RFR: 8288783: JFR: Error messages are confusing when options conflict in -XX:StartFlightRecording
Erik Gahlin
egahlin at openjdk.org
Fri Oct 7 05:30:29 UTC 2022
On Tue, 28 Jun 2022 05:50:38 GMT, Chihiro Ito <cito at openjdk.org> wrote:
> Could I have a review of PR that fixes incorrect error messages regarding of recording.
>
> The current message is very confusing.
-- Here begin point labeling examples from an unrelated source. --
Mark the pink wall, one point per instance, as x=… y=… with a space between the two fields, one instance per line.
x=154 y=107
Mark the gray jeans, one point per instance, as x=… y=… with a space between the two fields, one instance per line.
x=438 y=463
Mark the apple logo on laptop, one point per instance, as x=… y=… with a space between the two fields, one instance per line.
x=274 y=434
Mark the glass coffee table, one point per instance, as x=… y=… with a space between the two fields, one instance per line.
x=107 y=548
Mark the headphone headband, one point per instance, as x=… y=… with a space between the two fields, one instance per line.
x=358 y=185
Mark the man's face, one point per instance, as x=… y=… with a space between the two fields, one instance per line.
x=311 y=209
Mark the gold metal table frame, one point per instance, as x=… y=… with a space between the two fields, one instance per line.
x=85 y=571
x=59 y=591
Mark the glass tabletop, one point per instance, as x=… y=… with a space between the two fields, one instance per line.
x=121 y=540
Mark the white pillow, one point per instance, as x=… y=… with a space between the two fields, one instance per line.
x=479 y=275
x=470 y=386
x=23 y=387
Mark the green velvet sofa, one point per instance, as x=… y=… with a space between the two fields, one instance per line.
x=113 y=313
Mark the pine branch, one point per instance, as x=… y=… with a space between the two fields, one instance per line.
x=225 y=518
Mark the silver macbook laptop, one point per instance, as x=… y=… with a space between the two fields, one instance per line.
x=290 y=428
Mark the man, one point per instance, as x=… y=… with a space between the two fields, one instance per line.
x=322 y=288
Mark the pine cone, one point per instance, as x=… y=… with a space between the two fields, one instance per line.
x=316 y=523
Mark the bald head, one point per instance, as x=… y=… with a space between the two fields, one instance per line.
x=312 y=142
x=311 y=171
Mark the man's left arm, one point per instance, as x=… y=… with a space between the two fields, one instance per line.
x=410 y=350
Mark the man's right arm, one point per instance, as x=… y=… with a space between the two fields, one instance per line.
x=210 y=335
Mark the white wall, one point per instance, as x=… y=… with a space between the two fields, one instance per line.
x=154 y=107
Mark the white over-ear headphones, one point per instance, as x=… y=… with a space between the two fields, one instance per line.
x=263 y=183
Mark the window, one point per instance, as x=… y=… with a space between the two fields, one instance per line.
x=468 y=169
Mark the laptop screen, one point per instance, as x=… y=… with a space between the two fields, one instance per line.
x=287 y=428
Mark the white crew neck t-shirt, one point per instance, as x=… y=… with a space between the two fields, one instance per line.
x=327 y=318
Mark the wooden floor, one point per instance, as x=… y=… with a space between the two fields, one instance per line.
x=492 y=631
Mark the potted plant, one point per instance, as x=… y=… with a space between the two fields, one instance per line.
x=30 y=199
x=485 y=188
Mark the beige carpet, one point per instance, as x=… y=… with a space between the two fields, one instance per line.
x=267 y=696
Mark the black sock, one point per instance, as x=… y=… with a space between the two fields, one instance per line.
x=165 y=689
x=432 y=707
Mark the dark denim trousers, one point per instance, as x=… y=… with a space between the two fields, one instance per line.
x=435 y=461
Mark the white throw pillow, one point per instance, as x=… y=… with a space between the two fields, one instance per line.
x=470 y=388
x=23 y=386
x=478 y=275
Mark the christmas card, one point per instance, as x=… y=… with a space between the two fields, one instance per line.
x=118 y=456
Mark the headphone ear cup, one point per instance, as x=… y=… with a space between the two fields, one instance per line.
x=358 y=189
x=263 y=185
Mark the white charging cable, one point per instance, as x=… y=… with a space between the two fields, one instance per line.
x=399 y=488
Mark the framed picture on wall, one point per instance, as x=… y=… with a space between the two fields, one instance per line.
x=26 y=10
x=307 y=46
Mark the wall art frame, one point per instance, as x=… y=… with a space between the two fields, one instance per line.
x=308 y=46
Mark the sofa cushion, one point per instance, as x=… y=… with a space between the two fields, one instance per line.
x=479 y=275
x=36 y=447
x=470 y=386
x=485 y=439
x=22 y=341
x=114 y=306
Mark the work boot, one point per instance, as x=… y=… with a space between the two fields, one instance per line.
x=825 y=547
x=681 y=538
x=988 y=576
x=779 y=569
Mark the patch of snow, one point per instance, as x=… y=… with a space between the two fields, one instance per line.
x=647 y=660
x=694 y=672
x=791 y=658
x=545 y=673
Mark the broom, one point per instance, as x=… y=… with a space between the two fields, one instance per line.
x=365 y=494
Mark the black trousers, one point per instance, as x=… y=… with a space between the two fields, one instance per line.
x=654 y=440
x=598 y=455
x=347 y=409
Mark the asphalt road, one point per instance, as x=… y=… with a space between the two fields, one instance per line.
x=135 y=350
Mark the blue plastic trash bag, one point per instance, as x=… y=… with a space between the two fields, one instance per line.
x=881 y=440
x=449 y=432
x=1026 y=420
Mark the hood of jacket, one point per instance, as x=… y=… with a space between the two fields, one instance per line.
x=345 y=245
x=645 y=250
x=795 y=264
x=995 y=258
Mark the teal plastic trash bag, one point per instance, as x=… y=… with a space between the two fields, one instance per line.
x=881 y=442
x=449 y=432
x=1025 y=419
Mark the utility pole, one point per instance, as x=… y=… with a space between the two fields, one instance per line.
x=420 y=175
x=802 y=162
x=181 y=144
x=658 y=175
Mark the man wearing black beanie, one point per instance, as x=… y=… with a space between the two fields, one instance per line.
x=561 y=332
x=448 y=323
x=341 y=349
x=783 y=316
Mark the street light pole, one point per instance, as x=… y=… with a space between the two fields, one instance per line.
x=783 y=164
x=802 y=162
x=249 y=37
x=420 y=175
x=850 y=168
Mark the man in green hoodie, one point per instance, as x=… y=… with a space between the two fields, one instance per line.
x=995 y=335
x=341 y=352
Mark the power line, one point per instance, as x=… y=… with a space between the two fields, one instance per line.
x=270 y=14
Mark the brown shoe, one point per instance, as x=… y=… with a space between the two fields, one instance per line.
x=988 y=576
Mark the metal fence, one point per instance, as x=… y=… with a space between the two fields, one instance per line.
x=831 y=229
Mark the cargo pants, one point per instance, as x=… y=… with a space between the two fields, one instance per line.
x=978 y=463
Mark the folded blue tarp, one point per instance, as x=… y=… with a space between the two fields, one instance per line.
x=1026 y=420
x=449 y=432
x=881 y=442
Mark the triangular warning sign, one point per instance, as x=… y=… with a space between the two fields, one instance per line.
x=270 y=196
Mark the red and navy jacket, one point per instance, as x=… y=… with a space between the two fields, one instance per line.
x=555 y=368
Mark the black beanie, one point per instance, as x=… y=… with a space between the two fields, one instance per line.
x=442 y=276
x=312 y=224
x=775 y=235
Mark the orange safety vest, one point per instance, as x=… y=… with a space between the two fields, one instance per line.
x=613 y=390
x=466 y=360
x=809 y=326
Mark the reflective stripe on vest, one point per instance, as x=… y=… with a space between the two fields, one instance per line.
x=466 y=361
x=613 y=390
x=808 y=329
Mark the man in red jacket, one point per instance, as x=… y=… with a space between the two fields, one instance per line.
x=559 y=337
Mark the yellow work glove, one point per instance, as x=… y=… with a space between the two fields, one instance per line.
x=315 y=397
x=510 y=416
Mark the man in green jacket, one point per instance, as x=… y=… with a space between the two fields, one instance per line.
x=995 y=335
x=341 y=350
If a user types jcmd <pid> JFR.start name=abc name=def or java --XX:StartFlightRecording=name=abc,name=def, the error message says "Duplicates in diagnostic command arguments", but doesn't know what options are duplicated.
> Furthermore, if a user specifies two or three duplicate parameters, the same logs will be output.
>
> It should say follows,
> Option name can only be specified once with starting flight recording
> Options name and disk can only be specified once with starting flight recording
> Options name, disk and maxage can only be specified once with starting flight recording
> This problem affects --XX:StartFlightRecording, jcmd JFR.start, JFR.stop, JFR.dump, JFR.check, and MBean.
>
> For other than start, the output is as follows, (example of dump)
> Option name can only be specified once with dumping flight recording
>
> Testing: jdk/jdk/jfr
>
> Thanks
> Chihiro
src/jdk.jfr/share/classes/jdk/jfr/internal/dcmd/ArgumentParser.java line 77:
> 75: }
> 76:
> 77: protected void checkConflict() {
I think this part can be simplified, the variable names are long and there is too much state to track.
How about this?
`private void checkConflicted() {
if (conflictedOptions.isEmpty()) {
return;
}
StringBuilder sb = new StringBuilder();
if (conflictedOptions.size() == 1) {
sb.append("Option ");
sb.append(conflictedOptions.remove(0));
} else {
sb.append("Options ");
StringJoiner sj = new StringJoiner(", ");
while (conflictedOptions.size() > 1) {
sj.add(conflictedOptions.remove(0));
}
sb.append(sj);
sb.append(" and " + conflictedOptions.remove(0));
}
sb.append(" can only be specified once.");
throw new IllegalArgumentException(sb.toString());
}`
It requires an ArrayList, but you could do:
` if (!conflictedOptions.contains(key)) {
conflictedOptions.add(key);
}`
I don't think it's worth the complication with the JfrCommand enum to display the correct command being used in an error message.